Kubernetes - Pod

apiVersion: v1
kind: Pod

Use controllers to manage pods, do not manage pods directly

Deployment -> ReplicaSet -> Pod

Containers in a Pod

In the simplest cases, each pod just have 1 container; in some cases each pod has more than 1 pods; with sidecars, each pod has at least 2 containers.

Order: first start spec.initContainers then spec.containers; no specific order when sttarting containers in spec.containers.

Init containers run and complete their tasks before the main application container starts. Unlike sidecar containers, init containers are not continuously running alongside the main containers.

Native Sidecar Containers since Kubernetes 1.28

Before 1.28:

sidecar container is part of spec.containers
- if app container starts faster than sidecar container, or shuts down after the sidecar container (i.e. sidecar container life-syscle shorter than app container), the app container cannot access the network.
- if app container exists but sidecar containers runs, the pod will be running indefinitely.
- init containers run before sidecar container, so cannot access the network.

After 1.28:

sidecar container is part of spec.initContainers but with restartPolicy: Always
- later containers in the list of spec.initContainers, and all normal spec.containers will not start until the sidecar container is ready.
- the pod will terminate even if the sidecar container is still running.

Example:

apiVersion: v1
kind: Pod
spec:
  initContainers:
  - name: network-proxy
    image: network-proxy:1.0
    restartPolicy: Always
  containers:
  ...

The sidecar containers can communicate with the main container over a socket with a gRPC protocol.

Pod Termination Process

TL;DR: In Kubernetes, a SIGTERM command is always sent before SIGKILL, to give containers a chance to shut down gracefully.

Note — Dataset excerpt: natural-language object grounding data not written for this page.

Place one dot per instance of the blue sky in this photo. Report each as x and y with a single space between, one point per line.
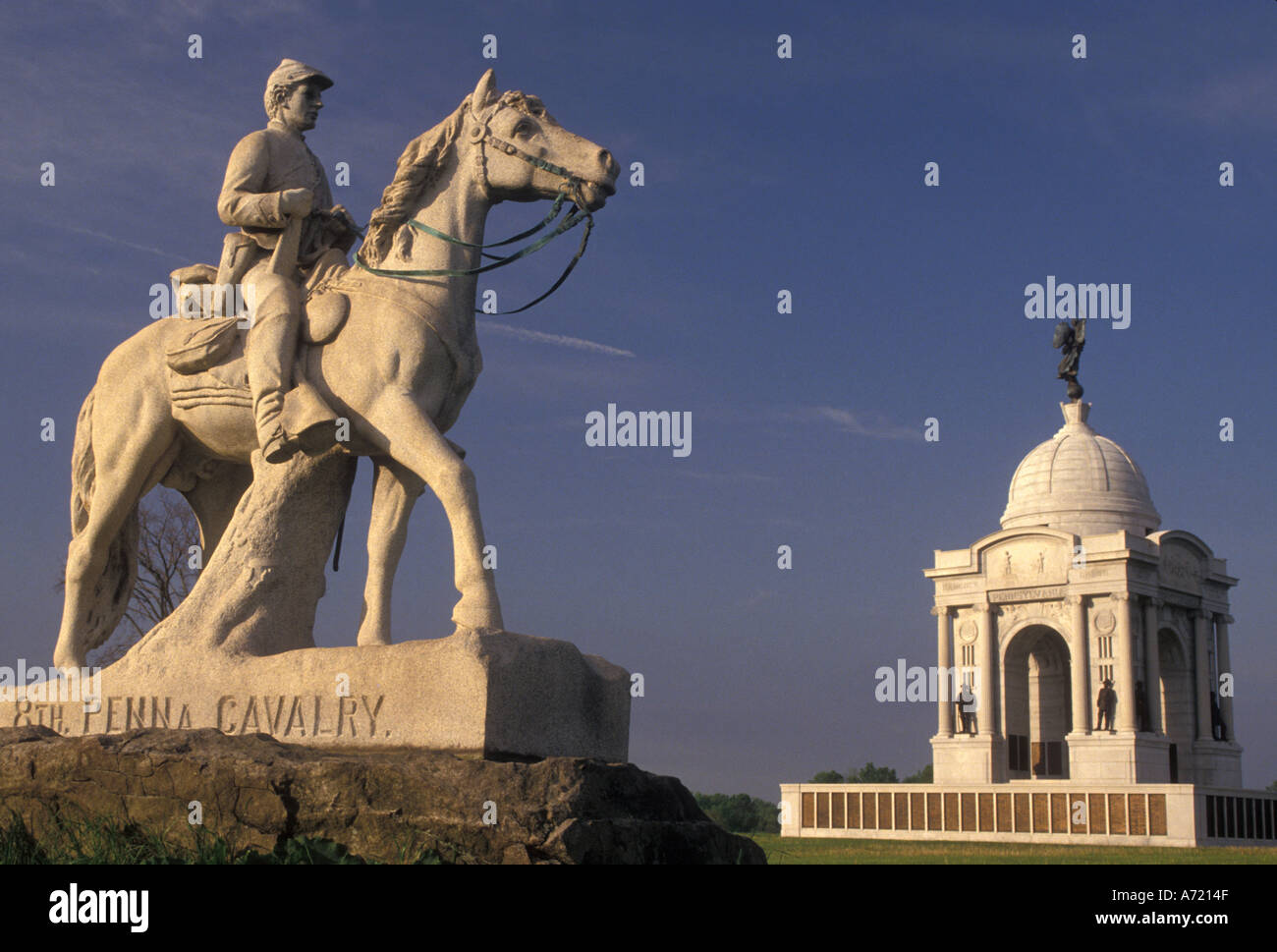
760 174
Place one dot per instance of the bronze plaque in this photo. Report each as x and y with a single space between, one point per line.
1077 812
1041 824
1097 814
1004 812
1136 812
1157 814
884 812
933 816
1022 812
902 811
1116 814
1059 812
986 812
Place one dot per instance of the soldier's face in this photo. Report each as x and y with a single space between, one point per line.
302 107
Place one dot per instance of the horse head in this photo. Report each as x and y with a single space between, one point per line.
507 147
527 155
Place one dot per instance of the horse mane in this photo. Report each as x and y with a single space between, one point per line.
420 164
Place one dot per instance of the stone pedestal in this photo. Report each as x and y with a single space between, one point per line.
490 694
969 757
1217 763
1119 757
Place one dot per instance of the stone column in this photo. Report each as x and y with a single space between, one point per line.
1221 646
1201 671
1080 668
987 659
1152 664
1124 664
944 661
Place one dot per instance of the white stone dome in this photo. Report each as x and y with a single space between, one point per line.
1080 482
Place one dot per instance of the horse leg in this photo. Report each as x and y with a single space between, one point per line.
395 491
133 447
409 437
213 502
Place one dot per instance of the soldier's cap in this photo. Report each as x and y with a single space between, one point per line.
290 72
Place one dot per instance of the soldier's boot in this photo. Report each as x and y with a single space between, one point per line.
268 353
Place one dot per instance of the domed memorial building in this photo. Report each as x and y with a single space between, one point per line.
1083 681
1096 644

A Terminating Pod is not deleted yet. Here's the termination process:

Terminating: the Pod is removed from the endpoints list of all Services, it stops getting new traffic. Containers running in the pod will not be affected.
Trigger PreStop Hook.
SIGTERM signal is sent to the pod (and the containers).
K8s wait for the up to "termination grace period" (timer start BEFORE PreStop hook is triggered). By default, this is 30 seconds. can be configured by Pod's .spec.terminationGracePeriodSeconds.
SIGKILL signal is sent to pod, and the pod is removed. If the containers are still running after the grace period, they are sent the SIGKILL signal and forcibly removed. At this point, all Kubernetes objects are cleaned up as well.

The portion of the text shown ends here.